In establishing a price-setting program in Medicare, lawmakers failed to grasp a critical detail: PBMs make more money when list prices are higher, as fees and rebates are tied to those inflated prices. When prices drop, PBMs earn less and attempt to recoup lost revenue by shifting their financial risk to patients through higher out-of-pocket costs and increased utilization management tactics such as prior authorization. That’s how patients can end up paying more — and face additional barriers to care — even when drug prices decrease.
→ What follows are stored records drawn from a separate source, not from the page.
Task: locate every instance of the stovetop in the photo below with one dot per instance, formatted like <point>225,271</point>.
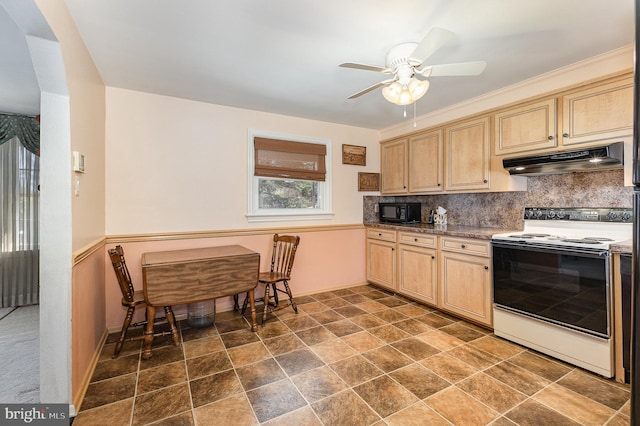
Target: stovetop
<point>573,227</point>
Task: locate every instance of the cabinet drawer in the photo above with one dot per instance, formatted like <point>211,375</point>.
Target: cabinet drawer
<point>468,246</point>
<point>415,239</point>
<point>381,234</point>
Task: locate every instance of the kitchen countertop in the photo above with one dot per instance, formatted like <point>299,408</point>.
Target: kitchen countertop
<point>466,231</point>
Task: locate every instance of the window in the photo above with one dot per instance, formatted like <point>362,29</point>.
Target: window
<point>289,177</point>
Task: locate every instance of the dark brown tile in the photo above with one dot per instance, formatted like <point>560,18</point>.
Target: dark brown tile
<point>350,311</point>
<point>115,367</point>
<point>238,338</point>
<point>164,355</point>
<point>531,413</point>
<point>234,324</point>
<point>387,358</point>
<point>182,419</point>
<point>462,332</point>
<point>259,374</point>
<point>368,321</point>
<point>114,414</point>
<point>540,365</point>
<point>492,392</point>
<point>273,329</point>
<point>266,407</point>
<point>343,328</point>
<point>595,388</point>
<point>518,378</point>
<point>284,344</point>
<point>474,356</point>
<point>157,405</point>
<point>434,320</point>
<point>314,335</point>
<point>298,361</point>
<point>318,383</point>
<point>420,381</point>
<point>160,377</point>
<point>208,364</point>
<point>415,348</point>
<point>389,333</point>
<point>108,391</point>
<point>300,322</point>
<point>214,388</point>
<point>460,408</point>
<point>412,326</point>
<point>234,410</point>
<point>385,396</point>
<point>326,317</point>
<point>355,370</point>
<point>390,315</point>
<point>344,409</point>
<point>449,367</point>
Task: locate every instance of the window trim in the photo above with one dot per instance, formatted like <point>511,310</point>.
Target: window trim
<point>254,214</point>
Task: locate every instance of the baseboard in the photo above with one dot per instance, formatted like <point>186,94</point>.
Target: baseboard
<point>79,396</point>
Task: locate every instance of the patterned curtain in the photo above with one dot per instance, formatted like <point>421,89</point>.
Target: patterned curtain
<point>19,211</point>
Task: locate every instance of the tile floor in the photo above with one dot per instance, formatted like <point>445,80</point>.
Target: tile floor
<point>357,356</point>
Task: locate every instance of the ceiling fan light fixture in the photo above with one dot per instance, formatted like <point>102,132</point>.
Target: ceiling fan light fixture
<point>405,95</point>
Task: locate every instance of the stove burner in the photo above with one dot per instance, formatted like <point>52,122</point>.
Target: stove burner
<point>581,241</point>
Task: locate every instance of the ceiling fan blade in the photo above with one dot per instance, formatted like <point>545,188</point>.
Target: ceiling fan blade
<point>366,67</point>
<point>462,68</point>
<point>370,88</point>
<point>434,40</point>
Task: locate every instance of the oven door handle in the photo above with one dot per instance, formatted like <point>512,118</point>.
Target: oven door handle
<point>552,248</point>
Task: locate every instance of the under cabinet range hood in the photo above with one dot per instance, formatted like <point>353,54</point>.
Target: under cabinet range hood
<point>606,157</point>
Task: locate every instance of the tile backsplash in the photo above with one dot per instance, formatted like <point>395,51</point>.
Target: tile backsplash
<point>504,209</point>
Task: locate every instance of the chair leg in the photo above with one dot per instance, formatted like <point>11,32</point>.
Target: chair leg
<point>171,319</point>
<point>123,332</point>
<point>266,303</point>
<point>293,303</point>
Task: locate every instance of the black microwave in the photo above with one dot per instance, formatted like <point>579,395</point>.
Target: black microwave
<point>400,212</point>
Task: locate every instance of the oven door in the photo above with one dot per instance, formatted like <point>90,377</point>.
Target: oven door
<point>566,286</point>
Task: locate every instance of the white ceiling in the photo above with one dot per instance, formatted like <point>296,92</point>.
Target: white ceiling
<point>282,56</point>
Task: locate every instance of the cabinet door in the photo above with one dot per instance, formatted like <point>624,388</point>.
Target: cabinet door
<point>602,112</point>
<point>381,263</point>
<point>467,155</point>
<point>526,128</point>
<point>418,273</point>
<point>393,167</point>
<point>465,286</point>
<point>425,163</point>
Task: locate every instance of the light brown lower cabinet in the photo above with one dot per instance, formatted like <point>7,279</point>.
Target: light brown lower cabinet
<point>465,279</point>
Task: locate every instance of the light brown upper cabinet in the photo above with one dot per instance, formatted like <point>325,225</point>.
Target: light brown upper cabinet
<point>598,113</point>
<point>393,167</point>
<point>526,128</point>
<point>466,151</point>
<point>425,162</point>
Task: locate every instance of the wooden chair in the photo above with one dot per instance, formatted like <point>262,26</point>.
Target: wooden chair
<point>282,257</point>
<point>132,299</point>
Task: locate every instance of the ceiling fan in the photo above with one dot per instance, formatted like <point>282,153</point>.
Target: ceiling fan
<point>406,61</point>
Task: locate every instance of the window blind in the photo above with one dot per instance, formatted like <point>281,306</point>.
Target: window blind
<point>288,159</point>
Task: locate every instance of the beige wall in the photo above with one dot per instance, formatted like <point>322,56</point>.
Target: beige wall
<point>180,165</point>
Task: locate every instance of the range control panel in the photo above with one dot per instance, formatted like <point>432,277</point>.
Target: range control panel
<point>615,214</point>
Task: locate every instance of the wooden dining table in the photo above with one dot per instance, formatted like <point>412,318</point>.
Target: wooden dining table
<point>178,277</point>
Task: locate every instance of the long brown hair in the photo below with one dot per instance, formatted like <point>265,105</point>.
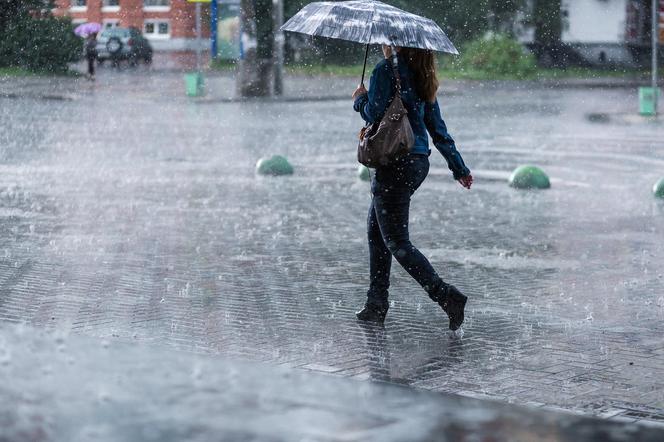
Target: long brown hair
<point>423,64</point>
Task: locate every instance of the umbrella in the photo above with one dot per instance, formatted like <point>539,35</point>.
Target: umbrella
<point>370,22</point>
<point>87,28</point>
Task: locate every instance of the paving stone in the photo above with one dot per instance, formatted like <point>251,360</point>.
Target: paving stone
<point>143,220</point>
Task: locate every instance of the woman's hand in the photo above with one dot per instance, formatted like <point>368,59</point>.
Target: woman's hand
<point>361,90</point>
<point>466,181</point>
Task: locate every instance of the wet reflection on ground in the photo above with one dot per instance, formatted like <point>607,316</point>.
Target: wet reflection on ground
<point>130,212</point>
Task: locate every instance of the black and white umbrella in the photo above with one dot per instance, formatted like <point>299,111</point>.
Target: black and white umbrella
<point>369,22</point>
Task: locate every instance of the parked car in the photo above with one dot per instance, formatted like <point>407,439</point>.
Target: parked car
<point>117,44</point>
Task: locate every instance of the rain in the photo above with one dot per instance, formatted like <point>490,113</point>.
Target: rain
<point>183,223</point>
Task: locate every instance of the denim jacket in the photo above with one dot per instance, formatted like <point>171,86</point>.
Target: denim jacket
<point>423,116</point>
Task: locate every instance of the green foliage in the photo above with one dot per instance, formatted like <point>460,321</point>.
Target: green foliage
<point>35,40</point>
<point>498,55</point>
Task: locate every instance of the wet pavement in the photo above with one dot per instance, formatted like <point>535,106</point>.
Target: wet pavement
<point>131,212</point>
<point>111,391</point>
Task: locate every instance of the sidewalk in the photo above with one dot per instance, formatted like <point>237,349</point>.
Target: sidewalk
<point>69,388</point>
<point>131,212</point>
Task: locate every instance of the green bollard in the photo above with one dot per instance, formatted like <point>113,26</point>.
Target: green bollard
<point>276,165</point>
<point>647,100</point>
<point>363,173</point>
<point>529,177</point>
<point>194,84</point>
<point>658,189</point>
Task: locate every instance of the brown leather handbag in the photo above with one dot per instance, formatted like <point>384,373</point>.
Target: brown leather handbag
<point>391,138</point>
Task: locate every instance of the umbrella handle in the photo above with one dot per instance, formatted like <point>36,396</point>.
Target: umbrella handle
<point>364,69</point>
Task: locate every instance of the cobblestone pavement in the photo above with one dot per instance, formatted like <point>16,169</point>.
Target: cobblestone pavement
<point>71,388</point>
<point>130,212</point>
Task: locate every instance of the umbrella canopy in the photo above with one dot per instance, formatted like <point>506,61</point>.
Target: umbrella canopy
<point>370,22</point>
<point>87,28</point>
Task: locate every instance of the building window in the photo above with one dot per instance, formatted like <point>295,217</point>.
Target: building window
<point>110,6</point>
<point>157,5</point>
<point>111,23</point>
<point>157,29</point>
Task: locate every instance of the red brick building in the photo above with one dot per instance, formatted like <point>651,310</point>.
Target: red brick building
<point>169,24</point>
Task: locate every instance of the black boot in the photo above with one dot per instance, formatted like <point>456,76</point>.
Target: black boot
<point>453,302</point>
<point>375,309</point>
<point>372,313</point>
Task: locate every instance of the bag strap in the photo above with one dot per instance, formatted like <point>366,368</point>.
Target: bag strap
<point>394,63</point>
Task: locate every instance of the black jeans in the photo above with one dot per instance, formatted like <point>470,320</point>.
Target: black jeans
<point>91,65</point>
<point>387,227</point>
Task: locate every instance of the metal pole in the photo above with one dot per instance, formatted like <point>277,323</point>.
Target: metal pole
<point>364,69</point>
<point>214,22</point>
<point>198,37</point>
<point>279,42</point>
<point>655,41</point>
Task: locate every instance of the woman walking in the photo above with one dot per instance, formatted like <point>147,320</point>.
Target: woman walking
<point>393,185</point>
<point>91,54</point>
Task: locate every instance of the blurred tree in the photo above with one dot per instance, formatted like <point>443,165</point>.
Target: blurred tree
<point>33,39</point>
<point>548,22</point>
<point>256,70</point>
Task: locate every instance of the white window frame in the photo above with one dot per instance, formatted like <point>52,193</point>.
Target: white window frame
<point>158,8</point>
<point>75,8</point>
<point>114,21</point>
<point>156,35</point>
<point>109,8</point>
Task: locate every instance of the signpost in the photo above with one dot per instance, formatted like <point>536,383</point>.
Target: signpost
<point>194,81</point>
<point>656,6</point>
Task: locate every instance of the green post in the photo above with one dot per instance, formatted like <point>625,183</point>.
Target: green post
<point>194,84</point>
<point>648,101</point>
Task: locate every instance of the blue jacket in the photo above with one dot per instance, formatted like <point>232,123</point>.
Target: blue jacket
<point>423,116</point>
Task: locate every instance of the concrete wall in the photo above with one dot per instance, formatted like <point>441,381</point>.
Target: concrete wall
<point>594,21</point>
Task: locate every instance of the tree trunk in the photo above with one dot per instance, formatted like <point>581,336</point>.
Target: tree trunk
<point>256,70</point>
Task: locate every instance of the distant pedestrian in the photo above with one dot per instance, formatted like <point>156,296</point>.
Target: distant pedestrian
<point>393,185</point>
<point>91,54</point>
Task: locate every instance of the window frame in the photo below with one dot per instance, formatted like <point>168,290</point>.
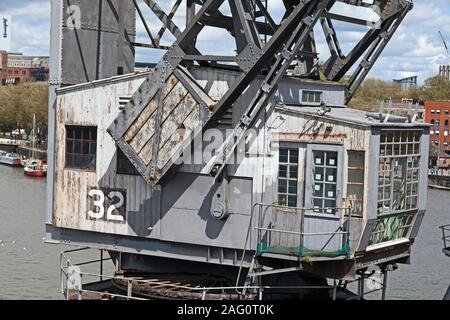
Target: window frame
<point>381,188</point>
<point>314,92</point>
<point>309,178</point>
<point>90,141</point>
<point>288,178</point>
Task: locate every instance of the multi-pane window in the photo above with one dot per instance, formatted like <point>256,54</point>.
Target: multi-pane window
<point>398,180</point>
<point>355,185</point>
<point>288,178</point>
<point>312,96</point>
<point>124,165</point>
<point>325,171</point>
<point>81,147</point>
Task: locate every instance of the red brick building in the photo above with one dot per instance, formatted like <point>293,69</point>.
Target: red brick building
<point>437,113</point>
<point>16,68</point>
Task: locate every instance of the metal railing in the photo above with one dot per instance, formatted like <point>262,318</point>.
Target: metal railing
<point>283,230</point>
<point>391,227</point>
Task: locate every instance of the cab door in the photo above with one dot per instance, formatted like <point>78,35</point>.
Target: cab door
<point>323,197</point>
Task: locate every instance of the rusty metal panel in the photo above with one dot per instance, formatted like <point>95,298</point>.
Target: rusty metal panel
<point>180,116</point>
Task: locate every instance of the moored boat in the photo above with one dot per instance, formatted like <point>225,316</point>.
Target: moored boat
<point>36,170</point>
<point>9,159</point>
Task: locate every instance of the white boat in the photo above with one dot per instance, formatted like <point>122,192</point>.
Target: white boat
<point>9,159</point>
<point>38,170</point>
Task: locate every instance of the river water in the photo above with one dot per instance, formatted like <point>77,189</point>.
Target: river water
<point>29,268</point>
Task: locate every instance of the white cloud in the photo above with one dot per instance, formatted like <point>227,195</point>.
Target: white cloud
<point>415,49</point>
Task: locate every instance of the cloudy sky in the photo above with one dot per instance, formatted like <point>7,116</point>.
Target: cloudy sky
<point>416,49</point>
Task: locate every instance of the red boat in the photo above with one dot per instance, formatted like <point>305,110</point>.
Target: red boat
<point>36,170</point>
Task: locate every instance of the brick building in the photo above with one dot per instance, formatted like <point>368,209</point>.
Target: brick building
<point>437,113</point>
<point>16,68</point>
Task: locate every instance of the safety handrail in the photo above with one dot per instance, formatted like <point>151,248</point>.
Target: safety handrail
<point>446,235</point>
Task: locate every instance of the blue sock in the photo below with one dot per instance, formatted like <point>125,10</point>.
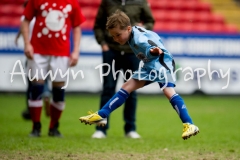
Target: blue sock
<point>178,104</point>
<point>116,101</point>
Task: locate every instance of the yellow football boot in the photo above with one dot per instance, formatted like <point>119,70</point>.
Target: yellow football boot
<point>93,118</point>
<point>189,130</point>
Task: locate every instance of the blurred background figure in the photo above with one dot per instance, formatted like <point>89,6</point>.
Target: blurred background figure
<point>140,14</point>
<point>47,92</point>
<point>49,50</point>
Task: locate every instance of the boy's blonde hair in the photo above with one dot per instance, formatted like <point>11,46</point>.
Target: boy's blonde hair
<point>118,18</point>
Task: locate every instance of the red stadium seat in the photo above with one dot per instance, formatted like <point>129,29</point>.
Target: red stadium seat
<point>188,16</point>
<point>230,28</point>
<point>88,25</point>
<point>89,12</point>
<point>202,17</point>
<point>89,3</point>
<point>216,18</point>
<point>4,21</point>
<point>216,28</point>
<point>201,27</point>
<point>160,15</point>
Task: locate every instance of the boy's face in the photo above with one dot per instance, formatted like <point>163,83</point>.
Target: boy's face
<point>120,36</point>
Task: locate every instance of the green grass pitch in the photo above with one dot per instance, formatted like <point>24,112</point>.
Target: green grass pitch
<point>216,116</point>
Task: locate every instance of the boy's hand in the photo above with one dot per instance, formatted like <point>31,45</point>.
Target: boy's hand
<point>74,58</point>
<point>28,50</point>
<point>156,51</point>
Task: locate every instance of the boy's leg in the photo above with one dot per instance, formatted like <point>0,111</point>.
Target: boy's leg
<point>46,98</point>
<point>180,107</point>
<point>129,112</point>
<point>116,101</point>
<point>109,87</point>
<point>26,113</point>
<point>56,107</point>
<point>35,107</point>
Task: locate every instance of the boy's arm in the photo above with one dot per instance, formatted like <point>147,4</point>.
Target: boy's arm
<point>76,46</point>
<point>156,51</point>
<point>17,37</point>
<point>28,49</point>
<point>147,17</point>
<point>99,28</point>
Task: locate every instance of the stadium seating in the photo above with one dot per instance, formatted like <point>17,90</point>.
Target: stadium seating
<point>191,16</point>
<point>188,16</point>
All of the issues needing to be addressed — from foreign freeloading off American investment to burdensome costs at the pharmacy counter — one can be resolved by fixing this broken rebate-based contracting model. Rather than import ineffective policies from abroad, we must prioritize commonsense reforms of the healthcare systems and middlemen profiting off the backs of patients. Meaningfully enforcing a recent pledge to reduce prior authorizations from the country’s largest health plans represents one way that leaders in Washington can deliver on their promises.

Pioneer plans to study all the drugs subject to IRA price controls year by year. We surmise that the price control law will make these drugs less affordable. One is reminded of the aphorism: we are from the government, and we are here to help.